What surprised me is that this is no longer just a “tool-level” issue. A year ago, if you wanted a loop, you had to write a large amount of bash scripts and maintain them forever. That was your own thing, and only yours. Now, these components are built directly into the products. The capabilities Steinberger listed can almost be mapped one-to-one to Codex applications, and just as easily to Claude Code. Once you realize their form is the same, you’ll stop worrying about which tool to use and instead focus on designing a loop: no matter which tool you’re sitting in, it will keep running.

Five components, along with some explanations

A loop requires five things, plus a place to store information. I'll list them first, then match each one.

First, Automations: Triggered on a schedule to automatically discover and route tasks.

Second, Worktrees: Prevent two parallel agents from overwriting each other’s files.

Third, Skills: Document the project knowledge to avoid having the agent guess each time.

Fourth, Plugins and Connectors: Enable the agent to integrate with tools you are already using.

Fifth, sub-agents: one responsible for proposing solutions, and another for reviewing them.
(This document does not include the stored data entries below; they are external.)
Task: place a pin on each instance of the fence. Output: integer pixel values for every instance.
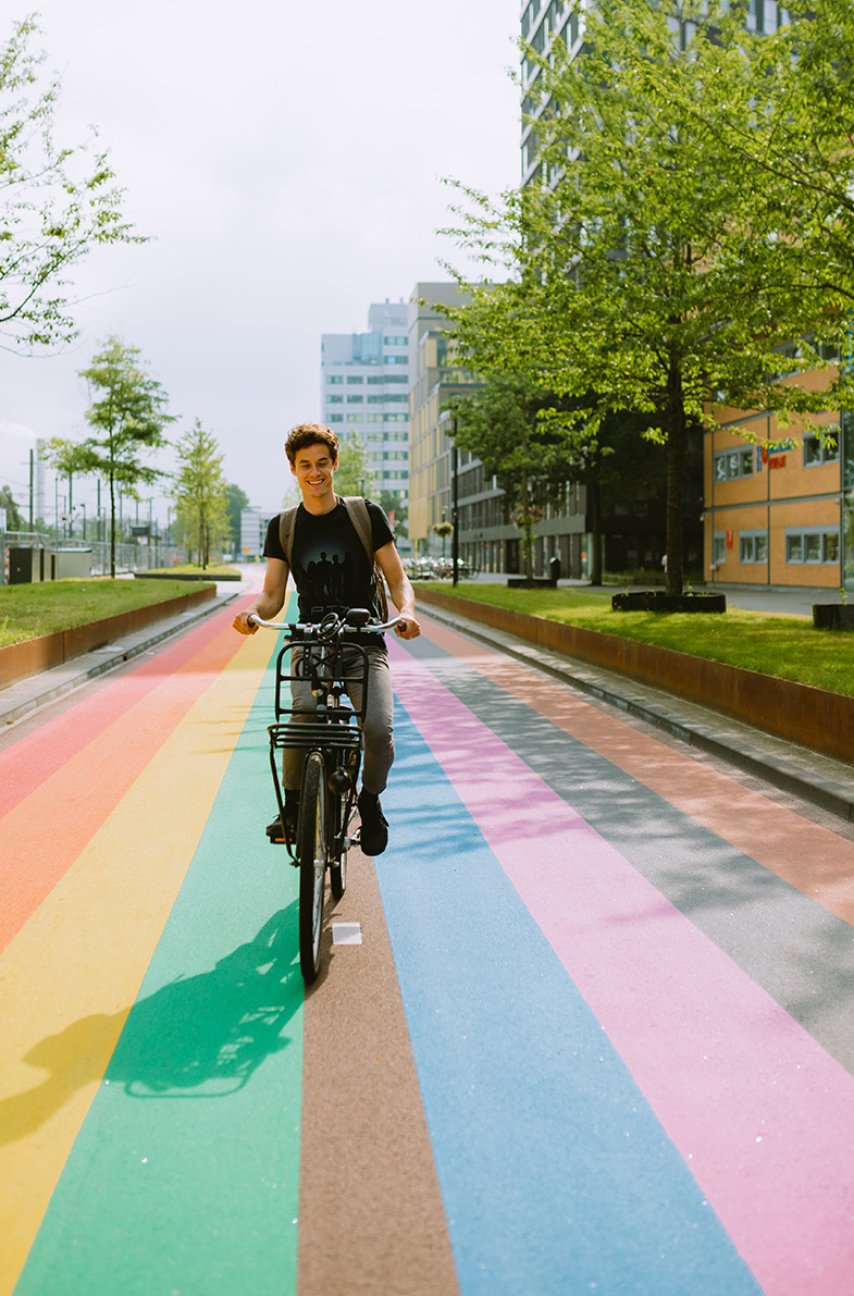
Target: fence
(130, 556)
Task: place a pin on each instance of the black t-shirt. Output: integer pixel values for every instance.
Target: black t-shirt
(329, 567)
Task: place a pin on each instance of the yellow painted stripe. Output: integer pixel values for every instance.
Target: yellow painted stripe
(69, 979)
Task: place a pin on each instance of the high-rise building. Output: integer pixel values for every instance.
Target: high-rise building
(366, 397)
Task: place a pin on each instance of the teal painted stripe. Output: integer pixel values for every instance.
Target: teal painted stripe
(184, 1177)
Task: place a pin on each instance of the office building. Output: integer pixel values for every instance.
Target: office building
(364, 397)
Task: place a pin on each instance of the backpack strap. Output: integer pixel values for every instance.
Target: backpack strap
(287, 528)
(360, 519)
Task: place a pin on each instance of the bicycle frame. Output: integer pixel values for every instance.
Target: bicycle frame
(333, 727)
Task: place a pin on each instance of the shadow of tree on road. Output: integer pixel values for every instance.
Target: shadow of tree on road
(197, 1037)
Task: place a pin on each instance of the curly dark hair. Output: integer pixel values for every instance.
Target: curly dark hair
(310, 434)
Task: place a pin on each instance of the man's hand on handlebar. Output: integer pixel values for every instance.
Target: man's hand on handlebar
(407, 627)
(242, 625)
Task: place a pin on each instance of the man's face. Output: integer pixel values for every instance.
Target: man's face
(314, 468)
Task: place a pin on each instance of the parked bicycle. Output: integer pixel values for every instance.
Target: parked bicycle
(331, 656)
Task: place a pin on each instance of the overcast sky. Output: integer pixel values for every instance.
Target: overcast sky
(287, 161)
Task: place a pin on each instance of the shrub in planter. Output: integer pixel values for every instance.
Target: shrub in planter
(656, 600)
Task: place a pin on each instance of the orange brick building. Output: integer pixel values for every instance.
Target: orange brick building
(779, 507)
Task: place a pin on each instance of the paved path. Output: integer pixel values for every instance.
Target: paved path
(596, 1036)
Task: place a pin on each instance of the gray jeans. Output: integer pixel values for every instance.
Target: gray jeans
(377, 726)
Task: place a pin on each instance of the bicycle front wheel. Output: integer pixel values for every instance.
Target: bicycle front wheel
(311, 853)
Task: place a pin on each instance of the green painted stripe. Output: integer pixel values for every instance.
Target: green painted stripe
(184, 1177)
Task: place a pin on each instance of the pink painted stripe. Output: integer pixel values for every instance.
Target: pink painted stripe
(762, 1115)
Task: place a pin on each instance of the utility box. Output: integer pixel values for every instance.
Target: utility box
(66, 564)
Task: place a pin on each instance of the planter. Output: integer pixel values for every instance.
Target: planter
(833, 616)
(656, 600)
(537, 582)
(185, 576)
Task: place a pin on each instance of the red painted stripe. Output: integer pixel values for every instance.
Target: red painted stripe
(762, 1115)
(51, 826)
(29, 761)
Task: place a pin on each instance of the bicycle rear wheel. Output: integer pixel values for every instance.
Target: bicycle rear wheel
(311, 853)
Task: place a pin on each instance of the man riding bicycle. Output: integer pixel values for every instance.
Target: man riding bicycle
(331, 546)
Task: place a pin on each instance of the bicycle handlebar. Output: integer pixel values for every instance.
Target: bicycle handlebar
(315, 627)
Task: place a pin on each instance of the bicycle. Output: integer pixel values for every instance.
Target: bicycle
(331, 738)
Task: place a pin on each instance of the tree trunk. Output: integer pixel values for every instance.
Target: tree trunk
(675, 455)
(112, 525)
(594, 509)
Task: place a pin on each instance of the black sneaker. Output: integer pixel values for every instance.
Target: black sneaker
(274, 828)
(375, 826)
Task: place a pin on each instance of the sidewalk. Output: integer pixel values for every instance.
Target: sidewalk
(26, 695)
(815, 778)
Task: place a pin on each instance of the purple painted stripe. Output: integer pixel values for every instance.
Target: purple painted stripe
(762, 1115)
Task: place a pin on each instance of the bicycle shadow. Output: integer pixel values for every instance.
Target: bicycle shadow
(197, 1037)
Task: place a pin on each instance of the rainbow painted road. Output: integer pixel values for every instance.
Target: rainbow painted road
(596, 1037)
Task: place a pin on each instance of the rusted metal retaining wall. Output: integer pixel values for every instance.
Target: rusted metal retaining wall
(17, 661)
(798, 713)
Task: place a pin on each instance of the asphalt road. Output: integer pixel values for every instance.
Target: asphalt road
(595, 1036)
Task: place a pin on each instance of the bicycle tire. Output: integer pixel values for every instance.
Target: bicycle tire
(311, 854)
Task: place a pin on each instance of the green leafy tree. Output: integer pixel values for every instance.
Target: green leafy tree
(56, 202)
(14, 519)
(201, 493)
(648, 272)
(237, 500)
(127, 417)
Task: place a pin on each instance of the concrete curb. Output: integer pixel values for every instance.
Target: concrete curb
(27, 695)
(818, 779)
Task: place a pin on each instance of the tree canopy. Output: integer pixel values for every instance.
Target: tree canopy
(646, 270)
(56, 202)
(127, 417)
(201, 493)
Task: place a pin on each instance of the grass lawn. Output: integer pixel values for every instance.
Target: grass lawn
(787, 647)
(29, 611)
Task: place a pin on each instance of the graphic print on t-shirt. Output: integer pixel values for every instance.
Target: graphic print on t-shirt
(327, 576)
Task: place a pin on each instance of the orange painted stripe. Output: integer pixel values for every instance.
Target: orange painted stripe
(810, 858)
(27, 762)
(52, 824)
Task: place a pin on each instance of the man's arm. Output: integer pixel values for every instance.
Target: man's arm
(268, 601)
(399, 589)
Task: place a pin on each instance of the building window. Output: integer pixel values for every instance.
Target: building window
(818, 452)
(732, 464)
(753, 546)
(811, 544)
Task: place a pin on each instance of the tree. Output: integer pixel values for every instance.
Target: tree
(648, 271)
(201, 494)
(14, 519)
(237, 500)
(56, 204)
(127, 416)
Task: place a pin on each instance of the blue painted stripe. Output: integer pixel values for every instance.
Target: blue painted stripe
(556, 1176)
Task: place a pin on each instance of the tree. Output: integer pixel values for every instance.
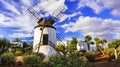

Then there’s the sixth thing: memory. It can be a Markdown file, a Linear board, or any standalone system that persists “completed tasks” and “next steps” beyond a single conversation. It may sound too simple to matter, but this is the exact same technique every long-running agent relies on. I’ve written about this in detail in the context of long-running agents: models forget between runs, so memory must be stored on disk, not in context. The agent forgets—but the code repository doesn’t.

Now, both products have all five components.

They may have different names in some places, but their capabilities are essentially the same. I’ll go through them one by one, because honestly, whether a loop runs stably or quietly leaks everywhere comes down to the details.

Automations: This is the heartbeat of the loop

Automations are what make a loop truly a loop, rather than a one-time task you ran manually once. In the Codex app, you can create an automation under the Automations tab by selecting a project, the prompt it should run, its frequency, and whether it runs in your local checkout or in a background worktree. Results that identify issues are routed to the Triage inbox, while runs without issues are automatically archived—this is great. OpenAI itself uses it for dull but necessary tasks like daily issue triage, summarizing CI failures, writing commit briefs, and tracking bugs introduced last week. Automations can also invoke skills, so you can keep recurring tasks maintainable: trigger $skill-name instead of pasting a wall of instructions into a scheduled task no one will ever update.

Claude Code can achieve the same effect, just through a different path: it uses scheduling and hooks. You can run a prompt or command at fixed intervals using /loop, schedule a cron job, or trigger shell commands via hooks at specific points in the agent’s lifecycle. If you want it to continue running after you close your laptop, you can also deploy the entire setup to GitHub Actions. The core idea is identical: you define an autonomous task, give it a rhythm, and let the results come to you rather than having to check everywhere yourself.

Another primitive worth understanding, which gets closer to the core topic of this article, is /loop, which runs repeatedly at a steady rhythm; and /goal, which continues executing until a condition you specify is truly met. After each round, a separate small model evaluates whether the task is complete, so the agent writing the code is not the one scoring itself. You can give it a condition such as “all tests in test/auth pass and lint is clean,” then walk away. Codex has the same capability, also called /goal. It works across rounds until a verifiable stopping condition is met, and supports pausing, resuming, and clearing. The same primitive exists in both tools. This is essentially the recurring pattern in this article.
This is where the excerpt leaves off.